The "Veterans Coalition for Vaccination" is using technology to help in the fight.

After Hurricane Delta hit Louisiana in the fall of 2020, Team Rubicon was there to help and rebuild.

“Team Rubicon is a disaster nonprofit that mobilizes military veterans to use their skills, experience, and education to help communities prepare, respond and recover from natural disasters," explained Art delaCruz, President and Chief Operating Officer of Team Rubicon.

Just like it is in the military, there's teamwork, a mission, and a goal.

“Military veterans bring immense experience and comfort in ambiguous environments that can help people that have been impacted by natural disasters," delaCruz said.

Formed by a former Marine sniper, Team Rubicon began with a small team of 8. There are now 140,000 volunteers who come together for a cause.

“It's another opportunity to continue to serve," delaCruz said.

Now, they have a new job.

“Veterans from across the country are coming together to aid in converting vaccines into vaccinations. Vaccines don’t save lives, vaccinations do," delaCruz said.

To say that mobilizing takes a huge amount of coordination would be an understatement. These days, that coordination comes through technology.

Justin Spelhaug is the Vice President of Technology for social impact at Microsoft, and he's a veteran who helps organizations like Team Rubicon run their operations with "Cloud for Nonprofit."

“Brings the best of our trusted cloud capabilities to solve the most challenging processes and pain points that nonprofits have," explained Spelhaug.

Things like fundraising, how to deploy volunteers, when and where and how to run programs. All of that, in one place.
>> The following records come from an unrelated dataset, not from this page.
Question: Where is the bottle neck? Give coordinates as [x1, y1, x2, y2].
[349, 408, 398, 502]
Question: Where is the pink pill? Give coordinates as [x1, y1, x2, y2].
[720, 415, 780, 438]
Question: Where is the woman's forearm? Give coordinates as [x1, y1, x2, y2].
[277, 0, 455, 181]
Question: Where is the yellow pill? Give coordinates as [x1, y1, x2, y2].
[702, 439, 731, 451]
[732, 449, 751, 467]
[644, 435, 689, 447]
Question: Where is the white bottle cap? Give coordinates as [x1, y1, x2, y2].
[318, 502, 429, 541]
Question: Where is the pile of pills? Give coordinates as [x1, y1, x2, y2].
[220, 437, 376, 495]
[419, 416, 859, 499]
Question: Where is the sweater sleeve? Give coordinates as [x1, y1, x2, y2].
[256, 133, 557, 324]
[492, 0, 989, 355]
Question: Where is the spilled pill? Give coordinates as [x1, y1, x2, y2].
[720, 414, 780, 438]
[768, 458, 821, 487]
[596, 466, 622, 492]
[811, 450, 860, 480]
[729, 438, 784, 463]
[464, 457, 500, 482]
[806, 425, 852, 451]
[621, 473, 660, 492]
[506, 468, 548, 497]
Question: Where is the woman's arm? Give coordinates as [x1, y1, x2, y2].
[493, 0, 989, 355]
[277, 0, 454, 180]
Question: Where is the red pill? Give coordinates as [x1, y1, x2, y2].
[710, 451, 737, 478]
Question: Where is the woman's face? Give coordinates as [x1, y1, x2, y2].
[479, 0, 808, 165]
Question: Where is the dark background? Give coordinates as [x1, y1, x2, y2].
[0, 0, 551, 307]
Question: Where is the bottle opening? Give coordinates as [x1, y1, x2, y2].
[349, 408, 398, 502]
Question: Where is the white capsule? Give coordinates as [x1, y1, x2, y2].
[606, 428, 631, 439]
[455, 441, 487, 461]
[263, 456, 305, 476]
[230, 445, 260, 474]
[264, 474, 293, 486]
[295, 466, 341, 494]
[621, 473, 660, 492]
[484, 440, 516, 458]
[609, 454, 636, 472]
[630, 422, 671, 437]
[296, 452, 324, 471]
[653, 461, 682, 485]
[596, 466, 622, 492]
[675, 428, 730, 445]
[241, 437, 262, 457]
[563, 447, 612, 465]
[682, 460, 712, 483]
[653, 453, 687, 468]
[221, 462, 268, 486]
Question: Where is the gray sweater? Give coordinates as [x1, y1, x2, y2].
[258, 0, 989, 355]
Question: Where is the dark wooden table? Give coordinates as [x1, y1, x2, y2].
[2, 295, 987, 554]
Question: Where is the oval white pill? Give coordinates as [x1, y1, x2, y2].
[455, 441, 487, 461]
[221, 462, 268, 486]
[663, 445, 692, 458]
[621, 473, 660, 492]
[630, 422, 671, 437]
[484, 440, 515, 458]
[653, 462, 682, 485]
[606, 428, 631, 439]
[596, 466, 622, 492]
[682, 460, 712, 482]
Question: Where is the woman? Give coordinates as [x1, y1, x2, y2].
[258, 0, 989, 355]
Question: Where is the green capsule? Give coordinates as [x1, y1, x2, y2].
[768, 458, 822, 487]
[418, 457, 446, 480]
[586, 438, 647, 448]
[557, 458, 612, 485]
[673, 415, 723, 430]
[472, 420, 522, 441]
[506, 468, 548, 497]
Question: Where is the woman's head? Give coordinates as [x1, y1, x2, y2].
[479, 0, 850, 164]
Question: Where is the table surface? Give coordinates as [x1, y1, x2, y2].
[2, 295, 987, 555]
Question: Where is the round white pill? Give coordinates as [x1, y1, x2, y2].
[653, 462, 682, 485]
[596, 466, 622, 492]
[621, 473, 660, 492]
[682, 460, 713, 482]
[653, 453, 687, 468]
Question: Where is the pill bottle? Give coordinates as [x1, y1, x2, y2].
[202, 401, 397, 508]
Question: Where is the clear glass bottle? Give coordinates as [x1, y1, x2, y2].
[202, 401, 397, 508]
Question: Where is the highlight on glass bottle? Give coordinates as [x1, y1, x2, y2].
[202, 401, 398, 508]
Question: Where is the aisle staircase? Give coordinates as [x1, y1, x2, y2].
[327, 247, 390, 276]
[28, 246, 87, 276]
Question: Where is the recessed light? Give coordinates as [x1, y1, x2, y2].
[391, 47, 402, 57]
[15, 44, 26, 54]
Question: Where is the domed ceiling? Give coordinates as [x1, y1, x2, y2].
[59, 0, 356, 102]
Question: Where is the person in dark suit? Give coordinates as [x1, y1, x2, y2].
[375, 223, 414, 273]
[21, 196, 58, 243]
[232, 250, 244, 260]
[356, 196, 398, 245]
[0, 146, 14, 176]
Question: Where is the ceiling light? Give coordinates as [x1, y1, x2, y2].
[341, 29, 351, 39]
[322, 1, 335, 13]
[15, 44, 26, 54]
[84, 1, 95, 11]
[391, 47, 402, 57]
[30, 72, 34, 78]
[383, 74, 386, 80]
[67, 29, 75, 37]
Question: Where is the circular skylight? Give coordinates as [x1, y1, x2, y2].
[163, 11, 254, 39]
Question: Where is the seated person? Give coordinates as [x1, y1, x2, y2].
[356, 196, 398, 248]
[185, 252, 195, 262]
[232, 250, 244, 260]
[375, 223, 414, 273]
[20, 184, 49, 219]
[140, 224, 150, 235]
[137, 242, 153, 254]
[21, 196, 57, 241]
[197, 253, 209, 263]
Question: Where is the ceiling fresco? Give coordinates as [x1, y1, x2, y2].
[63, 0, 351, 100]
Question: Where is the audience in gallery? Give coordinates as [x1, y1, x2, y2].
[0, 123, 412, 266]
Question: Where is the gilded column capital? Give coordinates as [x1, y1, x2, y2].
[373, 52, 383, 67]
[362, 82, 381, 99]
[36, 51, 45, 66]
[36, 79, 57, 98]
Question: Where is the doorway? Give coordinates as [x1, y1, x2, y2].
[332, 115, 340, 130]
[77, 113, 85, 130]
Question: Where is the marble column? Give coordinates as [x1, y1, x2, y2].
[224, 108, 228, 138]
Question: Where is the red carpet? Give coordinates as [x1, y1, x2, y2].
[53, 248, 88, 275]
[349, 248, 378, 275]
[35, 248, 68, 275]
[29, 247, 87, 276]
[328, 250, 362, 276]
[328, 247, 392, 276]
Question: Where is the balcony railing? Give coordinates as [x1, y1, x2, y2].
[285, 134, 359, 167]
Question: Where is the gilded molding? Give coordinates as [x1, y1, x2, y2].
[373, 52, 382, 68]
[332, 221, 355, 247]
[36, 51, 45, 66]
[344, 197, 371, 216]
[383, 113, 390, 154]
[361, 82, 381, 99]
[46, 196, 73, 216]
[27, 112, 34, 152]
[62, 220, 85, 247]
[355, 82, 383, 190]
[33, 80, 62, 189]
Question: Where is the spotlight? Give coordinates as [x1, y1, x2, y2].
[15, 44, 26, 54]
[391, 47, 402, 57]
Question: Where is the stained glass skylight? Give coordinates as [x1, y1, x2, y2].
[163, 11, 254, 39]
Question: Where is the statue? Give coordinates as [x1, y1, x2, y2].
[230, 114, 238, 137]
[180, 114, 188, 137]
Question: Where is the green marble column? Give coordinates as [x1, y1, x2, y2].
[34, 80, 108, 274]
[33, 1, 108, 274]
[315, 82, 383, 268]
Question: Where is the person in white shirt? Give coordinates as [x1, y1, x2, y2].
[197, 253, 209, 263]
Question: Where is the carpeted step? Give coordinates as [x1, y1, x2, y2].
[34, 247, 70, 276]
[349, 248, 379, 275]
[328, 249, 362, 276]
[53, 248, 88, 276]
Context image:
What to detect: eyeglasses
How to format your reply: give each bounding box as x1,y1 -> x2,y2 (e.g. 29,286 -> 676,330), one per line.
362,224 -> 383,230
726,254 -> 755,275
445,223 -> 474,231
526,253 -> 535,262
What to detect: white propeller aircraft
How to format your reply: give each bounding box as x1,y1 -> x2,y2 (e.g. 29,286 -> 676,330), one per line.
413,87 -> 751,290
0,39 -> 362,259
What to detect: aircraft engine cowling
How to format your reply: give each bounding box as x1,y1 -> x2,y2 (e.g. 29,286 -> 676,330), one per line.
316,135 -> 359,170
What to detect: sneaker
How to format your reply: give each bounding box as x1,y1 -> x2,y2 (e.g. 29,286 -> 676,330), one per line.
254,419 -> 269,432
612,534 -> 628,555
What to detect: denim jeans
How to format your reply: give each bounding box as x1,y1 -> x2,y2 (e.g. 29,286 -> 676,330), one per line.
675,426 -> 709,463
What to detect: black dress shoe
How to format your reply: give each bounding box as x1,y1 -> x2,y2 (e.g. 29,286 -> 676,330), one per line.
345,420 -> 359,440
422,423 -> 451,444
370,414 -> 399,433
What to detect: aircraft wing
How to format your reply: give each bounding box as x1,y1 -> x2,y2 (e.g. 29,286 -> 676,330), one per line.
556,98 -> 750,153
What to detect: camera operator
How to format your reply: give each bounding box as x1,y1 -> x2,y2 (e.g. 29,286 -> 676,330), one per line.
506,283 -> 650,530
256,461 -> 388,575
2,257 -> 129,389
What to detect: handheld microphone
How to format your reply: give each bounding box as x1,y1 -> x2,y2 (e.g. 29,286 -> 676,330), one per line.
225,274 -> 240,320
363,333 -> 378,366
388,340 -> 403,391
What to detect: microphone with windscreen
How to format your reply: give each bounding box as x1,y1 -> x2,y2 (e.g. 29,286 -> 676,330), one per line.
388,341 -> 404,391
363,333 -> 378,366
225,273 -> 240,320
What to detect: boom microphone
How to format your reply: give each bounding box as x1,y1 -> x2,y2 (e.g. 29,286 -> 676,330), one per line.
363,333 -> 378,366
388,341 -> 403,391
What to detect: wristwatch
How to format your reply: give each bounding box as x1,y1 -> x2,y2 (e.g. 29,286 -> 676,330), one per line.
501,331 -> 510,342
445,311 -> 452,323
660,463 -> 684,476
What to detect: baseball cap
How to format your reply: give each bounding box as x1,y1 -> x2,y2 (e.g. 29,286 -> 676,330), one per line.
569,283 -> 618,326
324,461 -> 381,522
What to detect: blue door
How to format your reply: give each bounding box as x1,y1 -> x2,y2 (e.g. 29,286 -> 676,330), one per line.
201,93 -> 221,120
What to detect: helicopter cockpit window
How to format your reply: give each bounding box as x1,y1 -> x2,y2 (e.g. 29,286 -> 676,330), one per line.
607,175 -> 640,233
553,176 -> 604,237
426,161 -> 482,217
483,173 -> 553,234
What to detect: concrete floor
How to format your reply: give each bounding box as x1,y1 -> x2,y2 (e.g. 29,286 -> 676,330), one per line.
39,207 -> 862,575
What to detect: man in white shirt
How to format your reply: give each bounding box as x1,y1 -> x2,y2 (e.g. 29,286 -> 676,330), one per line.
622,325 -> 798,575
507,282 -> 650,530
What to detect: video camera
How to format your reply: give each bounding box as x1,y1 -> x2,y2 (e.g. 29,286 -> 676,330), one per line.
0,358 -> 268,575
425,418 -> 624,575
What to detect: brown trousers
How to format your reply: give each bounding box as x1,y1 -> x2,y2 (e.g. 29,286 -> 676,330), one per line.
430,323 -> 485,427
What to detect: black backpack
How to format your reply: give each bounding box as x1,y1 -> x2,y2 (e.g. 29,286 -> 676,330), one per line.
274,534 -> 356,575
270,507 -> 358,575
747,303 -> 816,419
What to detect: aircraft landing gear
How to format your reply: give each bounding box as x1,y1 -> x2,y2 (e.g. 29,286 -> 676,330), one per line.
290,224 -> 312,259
When it comes to something like Team Rubicon's Veterans Coalition for Vaccination, technology can streamline a big job.

“Ultimately these are really, typically, chaotic events, and the volunteer system helps provide order to what can be a chaotic event and help those health care workers get to the shots in the arms,” Spelhaug said.

He added they're using that tech to help mobilize in the most underserved of America's communities.

For Team Rubicon, it's all about supporting the health care system.

“We understood that our veterans could have impact it's not necessarily in putting needles in arms, it’s making sure we can facilitate this process so when doctors and nurses show up, that we’re vaccinating as many people as possible in a short amount of time," delaCruz said.

They've already started working in a handful of communities across the country and they're standing by, ready to deploy, when called.